What do all of these tables and columns mean?
Table Explanations
Let’s look at what the tables and columns mean.
country
This is a simple list of countries that were in the data set. I don’t think it’s a complete list of all countries, but it’s enough for this data set.
university
A list of universities that were ranked in this system. Each university is related to a country.
ranking_system
This contains the three different ranking systems used: Times Higher Education World University Ranking, Shanghai Ranking, and Center for World University Rankings.
ranking_criteria
This table contains the different criteria used in each ranking system, such as Citations and Quality of Education. It also contains criteria for Total Score for each system.
university_year
The university_year table contains values for measurements such as the number of students and the student to staff ratio for each university in several years.
university_ranking_year
This table contains the score for each year for each university and ranking criteria. It’s the largest table in the database.
Design Comments
There are a few things to consider when working with this data:
- Because the data is normalised, you may want to use a PIVOT or subqueries to get scores in a column format, if that’s what you prefer.

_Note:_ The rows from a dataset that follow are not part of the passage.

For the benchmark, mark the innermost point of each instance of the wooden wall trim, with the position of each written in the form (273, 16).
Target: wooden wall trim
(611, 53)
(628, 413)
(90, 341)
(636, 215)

- The measurements in the univeristy_year table could be moved to the ranking_criteria table, as it seems to be storing similar data. But it’s separated as it’s not really related to a ranking criteria.
Sample Data
I’ve prepared some sample data for this database. You can use this to create this database on your own computer, explore the tables, and write SQL on it.
The sample data is available for Oracle, SQL Server, MySQL, and Postgres, and is stored on my GitHub repository. Find out how to access it and load the data here: Sample Data for SQL Databases
Sample Query
With the sample data in the database, let’s take a look at a sample query. This query shows all of the universities and their total scores from 2015
SELECT
u.university_name,
c.country_name,
rc.criteria_name,
ry.year,
ry.score
FROM university u
INNER JOIN country c ON u.country_id = c.id
INNER JOIN university_ranking_year ry ON ry.university_id = u.id
INNER JOIN ranking_criteria rc ON ry.ranking_criteria_id = rc.id
WHERE rc.criteria_name IN (
'Total Times',
'Total Shanghai',
'Total CWUR'
)
AND ry.year = 2015
ORDER BY ry.score DESC;
Results (top 20):
# university_name | country_name | criteria_name | year | score |
Harvard University | United States of America | Total Shanghai | 2015 | 100 |
Harvard University | United States of America | Total CWUR | 2015 | 100 |
Stanford University | United States of America | Total CWUR | 2015 | 99 |
Massachusetts Institute of Technology | United States of America | Total CWUR | 2015 | 98 |
University of Cambridge | United Kingdom | Total CWUR | 2015 | 97 |
Columbia University | United States of America | Total CWUR | 2015 | 96 |
University of Oxford | United Kingdom | Total CWUR | 2015 | 96 |
California Institute of Technology | United States of America | Total Times | 2015 | 94 |
University of Oxford | United Kingdom | Total Times | 2015 | 93 |
Harvard University | United States of America | Total Times | 2015 | 93 |
Stanford University | United States of America | Total Times | 2015 | 93 |
University of California, Berkeley | United States of America | Total CWUR | 2015 | 92 |
Massachusetts Institute of Technology | United States of America | Total Times | 2015 | 92 |
University of Cambridge | United Kingdom | Total Times | 2015 | 92 |
University of Chicago | United States of America | Total CWUR | 2015 | 91 |
Princeton University | United States of America | Total Times | 2015 | 91 |
University of California, Berkeley | United States of America | Total Times | 2015 | 90 |
Princeton University | United States of America | Total CWUR | 2015 | 89 |
Yale University | United States of America | Total Times | 2015 | 88 |
Imperial College London | United Kingdom | Total Times | 2015 | 88 |
There are all kinds of other queries you can write on this data.
Conclusion
So that’s the sample database for university rankings. There’s an ERD you can use to help you understand it or to design your own. You can also download the sample database tables and data to run your own queries on it.